Assim que o computador foi entregue em minha casa, instalei o Fedora Core 4 sem dificuldades. O conhecimento que eu tinha de Linux era quase nenhum, no entanto a ideologia do software livre me fez seguir em frente e fui aprendendo a utilizar o sistema e superando os problemas que apareciam.

Na mesma época em que eu comprei o computador (agosto de 2005), participei de uma oficina de produção multimídia em software livre realizada em Aracaju pelo projeto Pontos de Cultura do Ministério da Cultura.

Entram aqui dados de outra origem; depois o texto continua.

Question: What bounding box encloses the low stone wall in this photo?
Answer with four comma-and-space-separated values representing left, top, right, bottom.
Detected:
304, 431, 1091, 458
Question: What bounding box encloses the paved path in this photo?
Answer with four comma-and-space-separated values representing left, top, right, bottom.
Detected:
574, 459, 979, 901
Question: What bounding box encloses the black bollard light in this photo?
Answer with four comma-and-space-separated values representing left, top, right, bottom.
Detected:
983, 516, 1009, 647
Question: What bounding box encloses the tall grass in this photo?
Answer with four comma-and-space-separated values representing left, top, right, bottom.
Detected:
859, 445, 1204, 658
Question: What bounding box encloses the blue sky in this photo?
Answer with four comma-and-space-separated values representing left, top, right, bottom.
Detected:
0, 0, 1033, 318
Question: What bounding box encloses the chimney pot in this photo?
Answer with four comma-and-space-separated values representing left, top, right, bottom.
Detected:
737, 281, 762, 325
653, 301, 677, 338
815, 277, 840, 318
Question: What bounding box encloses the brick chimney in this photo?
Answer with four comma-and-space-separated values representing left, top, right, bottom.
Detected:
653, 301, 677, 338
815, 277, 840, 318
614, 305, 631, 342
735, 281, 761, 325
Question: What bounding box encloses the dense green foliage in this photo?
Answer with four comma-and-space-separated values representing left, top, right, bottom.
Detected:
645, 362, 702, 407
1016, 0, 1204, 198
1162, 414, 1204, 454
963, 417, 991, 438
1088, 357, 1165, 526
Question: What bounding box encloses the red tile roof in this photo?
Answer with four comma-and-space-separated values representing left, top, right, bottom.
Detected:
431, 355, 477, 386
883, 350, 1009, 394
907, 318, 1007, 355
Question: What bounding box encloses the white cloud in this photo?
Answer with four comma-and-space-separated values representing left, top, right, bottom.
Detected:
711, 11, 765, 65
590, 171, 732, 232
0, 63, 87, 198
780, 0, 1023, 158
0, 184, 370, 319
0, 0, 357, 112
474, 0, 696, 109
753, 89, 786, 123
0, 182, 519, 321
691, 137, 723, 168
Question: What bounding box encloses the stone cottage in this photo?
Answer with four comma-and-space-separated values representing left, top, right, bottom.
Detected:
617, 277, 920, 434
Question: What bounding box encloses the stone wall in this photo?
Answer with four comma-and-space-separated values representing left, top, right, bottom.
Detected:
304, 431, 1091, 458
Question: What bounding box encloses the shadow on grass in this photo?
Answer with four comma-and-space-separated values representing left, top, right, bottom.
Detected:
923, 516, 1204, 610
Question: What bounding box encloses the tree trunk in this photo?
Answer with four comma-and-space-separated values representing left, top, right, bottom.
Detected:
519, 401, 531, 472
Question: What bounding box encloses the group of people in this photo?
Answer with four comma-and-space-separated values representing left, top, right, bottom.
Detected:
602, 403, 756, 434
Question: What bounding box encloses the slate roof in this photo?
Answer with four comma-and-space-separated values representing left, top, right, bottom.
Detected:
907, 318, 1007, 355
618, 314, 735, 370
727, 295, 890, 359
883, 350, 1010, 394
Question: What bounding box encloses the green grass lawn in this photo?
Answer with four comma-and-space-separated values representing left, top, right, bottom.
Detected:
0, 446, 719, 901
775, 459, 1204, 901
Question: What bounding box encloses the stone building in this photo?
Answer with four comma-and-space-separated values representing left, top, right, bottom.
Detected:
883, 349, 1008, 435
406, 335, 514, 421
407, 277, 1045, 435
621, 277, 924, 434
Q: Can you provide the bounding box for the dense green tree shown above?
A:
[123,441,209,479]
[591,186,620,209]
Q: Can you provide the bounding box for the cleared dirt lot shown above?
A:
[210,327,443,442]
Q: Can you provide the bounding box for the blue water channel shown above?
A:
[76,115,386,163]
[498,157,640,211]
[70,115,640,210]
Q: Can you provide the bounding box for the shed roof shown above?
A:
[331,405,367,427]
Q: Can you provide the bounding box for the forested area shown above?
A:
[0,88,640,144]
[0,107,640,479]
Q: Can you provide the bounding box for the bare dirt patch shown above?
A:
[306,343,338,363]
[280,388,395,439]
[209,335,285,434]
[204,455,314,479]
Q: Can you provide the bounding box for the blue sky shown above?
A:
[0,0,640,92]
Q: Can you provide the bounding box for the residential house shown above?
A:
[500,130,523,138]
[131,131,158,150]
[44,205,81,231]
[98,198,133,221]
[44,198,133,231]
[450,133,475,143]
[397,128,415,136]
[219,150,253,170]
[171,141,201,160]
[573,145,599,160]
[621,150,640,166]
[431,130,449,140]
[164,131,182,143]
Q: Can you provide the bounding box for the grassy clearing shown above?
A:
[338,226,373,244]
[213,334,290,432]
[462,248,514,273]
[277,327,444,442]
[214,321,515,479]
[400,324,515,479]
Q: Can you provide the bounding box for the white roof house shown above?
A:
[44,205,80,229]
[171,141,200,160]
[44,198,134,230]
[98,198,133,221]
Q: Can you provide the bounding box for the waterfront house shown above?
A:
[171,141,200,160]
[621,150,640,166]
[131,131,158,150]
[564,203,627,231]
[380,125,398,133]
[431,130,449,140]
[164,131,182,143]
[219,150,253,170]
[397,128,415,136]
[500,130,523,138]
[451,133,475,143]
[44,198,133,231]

Há algumas semanas, eu havia começado um curso de iniciação ao audiovisual num ponto de cultura daqui e a oficina fazia parte da programação desse projeto. Foi aí que conheci toda a ideologia presente na construção do projeto Pontos de Cultura e passei a admirá-lo bastante a partir de então.

Depois da oficina, continuei aprendendo mais sobre o Linux… Sempre que tinha alguma dúvida, eu procurava ajuda na comunidade da Fedora Core Brasil ou no Google mesmo. Em pouco tempo, eu já estava compartilhando o conhecimento que eu tinha e ajudando outras pessoas com dúvidas na utilização do GNU/Linux e de outros softwares livres.

Meses depois, participei do Encontro de Conhecimentos Livres em Cachoeira/BA onde foram realizadas oficinas de vídeo, áudio e gráfico em software livre e também de metareciclagem, mas dessa vez com mais tempo e muito mais conhecimento compartilhado.